There is much talk about Sense8 – which is available on Netflix. It is a TV series about eight people who become connected despite those perceived borders of language, race, religion, gender and sexuality and the actual borders of continents.
We could be sceptical and imagine that the creators had taken this idea and started ticking the boxes on a list of “How to show the diversity of the human race?” Hispanic, Asian, Caucasian and African actors: tick. Straight and queer: tick. Atheists and devout: tick. Male, female and transgender: tick. Cops and robbers: tick. Rich and opor: tick. But after the first few episodes, it proves itself as more than that.
The eight “sensate” (from the latin gifted with sense) are ordinary people living ordinary lives until something extraordinary happens to them. This is a common theme for the Wachowskis, who brought us The Matrix and Jupiter Ascending. The first few episodes are confusing, we only see and hear what the sense8 themselves see and hear. And they are confused- they don’t know what is hapening to them or why.
Perhaps its drug-induced hallucinatons, perhaps the gods are speaking to them, Perhaps they are simply going crazy. There are no scenes shot outside of their experiences so we do not have any background knowledge.
We know what they know. From their birth as sense8, to the development of their understanding and the deepenings of their connections with one another the audience is brought along for the ride. Sometimes its fast and exciting, sometimes it’s slow.
There is the shadowy overhanging threat that someone, out-there, does not want them to exist. This is the storyline that has taken a back-seat to the portrayal of the relationships of the characters. We are shown the loves and hates, the ups and the downs of each of the 8 in their individual lives.

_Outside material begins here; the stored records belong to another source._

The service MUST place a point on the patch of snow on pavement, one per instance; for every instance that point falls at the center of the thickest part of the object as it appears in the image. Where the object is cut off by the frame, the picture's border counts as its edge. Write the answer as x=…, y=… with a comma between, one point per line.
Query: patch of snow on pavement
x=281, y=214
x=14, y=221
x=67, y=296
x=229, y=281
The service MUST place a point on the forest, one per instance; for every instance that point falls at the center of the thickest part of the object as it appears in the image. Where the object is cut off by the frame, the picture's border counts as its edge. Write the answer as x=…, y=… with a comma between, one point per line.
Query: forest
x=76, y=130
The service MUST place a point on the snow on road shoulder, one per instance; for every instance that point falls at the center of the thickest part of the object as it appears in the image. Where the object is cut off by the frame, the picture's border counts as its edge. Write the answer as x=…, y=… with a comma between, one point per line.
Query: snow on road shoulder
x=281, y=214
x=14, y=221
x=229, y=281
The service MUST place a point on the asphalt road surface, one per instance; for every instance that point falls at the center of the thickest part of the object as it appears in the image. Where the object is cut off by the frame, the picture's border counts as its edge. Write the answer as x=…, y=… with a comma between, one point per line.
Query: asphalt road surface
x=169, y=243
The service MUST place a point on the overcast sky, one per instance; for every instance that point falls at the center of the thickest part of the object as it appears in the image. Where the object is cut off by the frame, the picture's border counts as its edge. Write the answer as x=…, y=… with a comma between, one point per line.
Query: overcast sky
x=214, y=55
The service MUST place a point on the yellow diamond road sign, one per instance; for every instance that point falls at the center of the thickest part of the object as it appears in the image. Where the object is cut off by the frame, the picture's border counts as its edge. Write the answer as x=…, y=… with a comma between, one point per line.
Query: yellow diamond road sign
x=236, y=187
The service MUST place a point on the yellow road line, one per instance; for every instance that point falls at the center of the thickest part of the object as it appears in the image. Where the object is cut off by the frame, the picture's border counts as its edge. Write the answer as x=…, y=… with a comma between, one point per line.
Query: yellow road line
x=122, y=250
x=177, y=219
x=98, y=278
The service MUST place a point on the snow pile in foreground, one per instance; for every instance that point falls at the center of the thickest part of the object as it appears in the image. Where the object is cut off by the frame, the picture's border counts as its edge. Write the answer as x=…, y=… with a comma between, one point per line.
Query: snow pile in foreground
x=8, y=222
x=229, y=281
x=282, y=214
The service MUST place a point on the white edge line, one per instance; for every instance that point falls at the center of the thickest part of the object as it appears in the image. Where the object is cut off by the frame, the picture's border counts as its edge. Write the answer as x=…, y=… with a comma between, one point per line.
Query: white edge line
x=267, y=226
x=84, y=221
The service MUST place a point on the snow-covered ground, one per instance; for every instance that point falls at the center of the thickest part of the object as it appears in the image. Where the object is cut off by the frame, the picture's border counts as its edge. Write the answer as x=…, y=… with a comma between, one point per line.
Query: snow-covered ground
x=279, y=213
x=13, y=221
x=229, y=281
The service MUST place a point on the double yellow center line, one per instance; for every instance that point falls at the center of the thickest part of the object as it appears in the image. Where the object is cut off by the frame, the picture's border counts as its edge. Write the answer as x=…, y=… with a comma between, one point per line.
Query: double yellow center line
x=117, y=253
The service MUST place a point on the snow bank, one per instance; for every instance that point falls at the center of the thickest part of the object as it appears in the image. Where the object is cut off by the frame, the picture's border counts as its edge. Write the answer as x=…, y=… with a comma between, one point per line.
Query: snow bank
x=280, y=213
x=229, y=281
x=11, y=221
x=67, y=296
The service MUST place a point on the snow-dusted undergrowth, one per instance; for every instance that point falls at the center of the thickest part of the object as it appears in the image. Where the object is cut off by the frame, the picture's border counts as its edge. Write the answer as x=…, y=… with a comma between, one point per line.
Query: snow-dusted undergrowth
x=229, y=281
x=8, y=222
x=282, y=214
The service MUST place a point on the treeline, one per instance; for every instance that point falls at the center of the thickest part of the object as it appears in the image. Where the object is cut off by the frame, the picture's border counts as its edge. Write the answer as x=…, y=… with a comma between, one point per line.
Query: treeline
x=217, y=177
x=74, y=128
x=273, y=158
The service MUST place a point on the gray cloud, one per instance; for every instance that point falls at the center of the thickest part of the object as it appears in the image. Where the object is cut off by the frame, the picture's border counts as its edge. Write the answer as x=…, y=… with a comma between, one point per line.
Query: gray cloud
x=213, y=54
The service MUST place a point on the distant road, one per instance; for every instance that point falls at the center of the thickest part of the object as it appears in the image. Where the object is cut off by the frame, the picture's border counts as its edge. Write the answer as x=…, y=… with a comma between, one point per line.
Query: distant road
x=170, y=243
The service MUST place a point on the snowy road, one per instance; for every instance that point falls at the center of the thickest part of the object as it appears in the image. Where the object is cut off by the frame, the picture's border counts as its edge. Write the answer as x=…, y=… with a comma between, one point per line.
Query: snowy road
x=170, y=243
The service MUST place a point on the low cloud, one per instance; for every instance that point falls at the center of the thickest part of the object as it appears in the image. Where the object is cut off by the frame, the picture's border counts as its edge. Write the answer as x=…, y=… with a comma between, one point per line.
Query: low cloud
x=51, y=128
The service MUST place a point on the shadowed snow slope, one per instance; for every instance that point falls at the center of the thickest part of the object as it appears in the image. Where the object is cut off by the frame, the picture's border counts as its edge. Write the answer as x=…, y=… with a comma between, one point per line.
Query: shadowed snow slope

The most impressive character is arguably the transgender Nomi, whose mother rejects forcibly the notion that her “Michael” idenitifies as a woman, who has fought to gain acceptance within the gay community and acceptance of herself – and has overcome it all to find love with Amanita. This excellent portrayal of Nomi’s character can be attributed to the skill and real life experiences of actor Jamie Clayton and by the direction of Lana, formally Larry, Waachowski. Nomi is one of 8 characters who between them experience so many aspects of life, that the audience is sure to connect with at least one. As the empathy-based shared conciuosness of the eight develops we are brought along with them. From scene-by-scene step by step we develop a different view of gender politics and identity, which introduced in any other way would have seemed radical. Sense8 is worth the watch.